Two-thirds of tropical rainforests destroyed or degraded by humans

Monkey sitting on a tree in forest
Monkey in forest, photo: Diego Guzmán on Unsplash

Humans have degraded or destroyed about two-thirds of the world’s original tropical rainforests, home to monkeys, jaguars, birds and many other animals, according to an analysis by the non-profit Rainforest Foundation Norway.

Logging and land conversion, mainly for animal agriculture, have wiped out 34% of the world’s original tropical rainforests. It has degraded another 30%, leaving them more vulnerable to fire and future destruction.

The total loss between just 2002 and 2019 was larger than the area of France. More than half of that destruction has been in South America’s Amazon and bordering rainforests.

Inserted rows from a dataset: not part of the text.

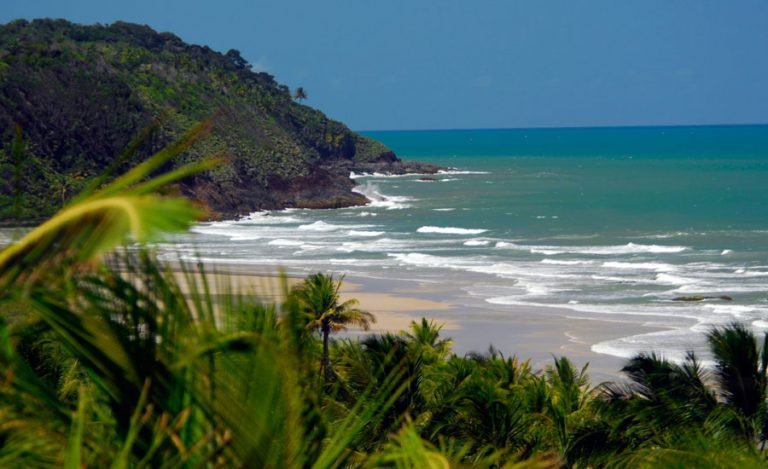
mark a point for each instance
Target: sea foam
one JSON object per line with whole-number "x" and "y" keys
{"x": 449, "y": 230}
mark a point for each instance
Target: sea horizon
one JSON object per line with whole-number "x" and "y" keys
{"x": 612, "y": 224}
{"x": 565, "y": 127}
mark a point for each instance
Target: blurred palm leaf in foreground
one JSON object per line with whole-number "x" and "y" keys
{"x": 131, "y": 364}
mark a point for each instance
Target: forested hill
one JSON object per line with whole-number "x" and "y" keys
{"x": 81, "y": 94}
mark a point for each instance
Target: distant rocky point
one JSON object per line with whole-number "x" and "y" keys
{"x": 82, "y": 93}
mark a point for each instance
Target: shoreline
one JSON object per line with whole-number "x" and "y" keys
{"x": 534, "y": 333}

The Brazilian Amazon rainforest has been under intense pressure in recent decades. The huge global demand for meat has driven farmers to burn down big pieces of forests to keep cows or grow soybeans, which are mostly used as animal food at farms.

Southeast Asian islands, mostly belonging to Indonesia, rank second in terms of forest destruction since 2002, with much of those forests cleared for palm oil plantations.

Central Africa ranks third, with most of the destruction centered around the Congo River, due to traditional and commercial farming and logging.

The Amazon and its neighbors – the Orinoco and the Andean rainforest – account for 73.5% of tropical forests still intact, according to the report.

The new report “reinforces that Brazil must take care of the forest,” said Ane Alencar, a geographer with the Amazon Environmental Research Institute who was not involved in the work. “Brazil has the biggest chunk of tropical forest in the world and is also losing the most.”